Prior to the DVD showing up in my mailbox, I had never heard of The Taking of Deborah Logan, formerly known as The Taking. No press release was sent out, no promotional still, posters or trailers, just an ominous notification from FedEX(or UPS, I can’t remember) that a package from Millennium was en route. After asking several colleagues, it would appear that almost everyone I know in the world of genre journalism, had this mysterious DVD en route. Most of us had already written it off, due to the generic sounding name, and the even less-effective front cover. A movie we’d never heard of, seen advertised, that was being pushed out without a request process? Surely that can’t be good. However, once word started trickling down from the first couple of brave souls that took it on, that the film was not only worth watching, but that it was actually pretty damn good, I instantly became intrigued. To add fuel to that fire, a week prior to the DVD release date, the movie was streaming in HD on Netflix. Apparently Millennium really wanted people to see This creepy little movie, but didn’t have the money to spend on an advertising campaign. That’s unfortunate too, because I think if this would have received a theatrical release, with a better name, poster and an effective trailer, this would have put some asses in theater seats.
Mia Medina (Ang) has finally found the perfect subject for her PhD thesis film on Alzheimer’s Disease. For the next several months, cameras will record the everyday life of mother Deborah Logan (Larson) and her daughter Sarah (Ramsay). But as the days progress, strange things begin to happen around Deborah that are not consistent with any findings about Alzheimer’s. It becomes apparent that there’s something besides Alzheimer’s that has taken control of Deborah’s life. It’s an evil that is far worse than the debilitating disease with which she was first diagnosed.
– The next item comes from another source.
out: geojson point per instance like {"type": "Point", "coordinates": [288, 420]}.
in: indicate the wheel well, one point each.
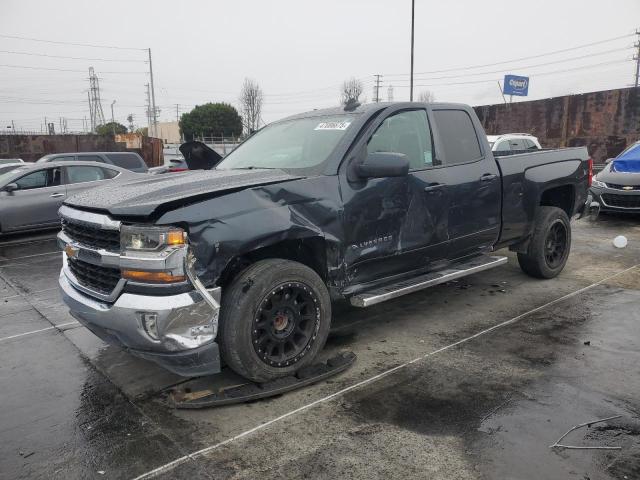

These possession flicks, especially those presented in the first-person format are a dime-a-dozen right now. 9 out of every 10 examples of the syle are either utterly-unwatchable, or forgettable at best. It’s nice to see a production team with the ability to take a stale, oversaturated style of horror film, and breathe new life into it. Will everybody love it? Probably not. I’ve noticed lately that most people would rather have something than to complain about, rather than spending time watching films, and appreciating them for what they accomplish. However, if you are wanting to be entertained, and possibly shaken up a little bit, The Taking of Deborah Logan is well worth the 84 minute investment. And, like I said, it’s available to stream in HD on Netflix, so you’re really not going to lose anything if it turns out not to be for you. If you like what you see, you can pick the DVD up for under ten bucks on Amazon right now. I’m sorry to see that this isn’t getting a Blu-ray release, but for the price of 10 bucks(or free on Netflix) it doesn’t get much better than this.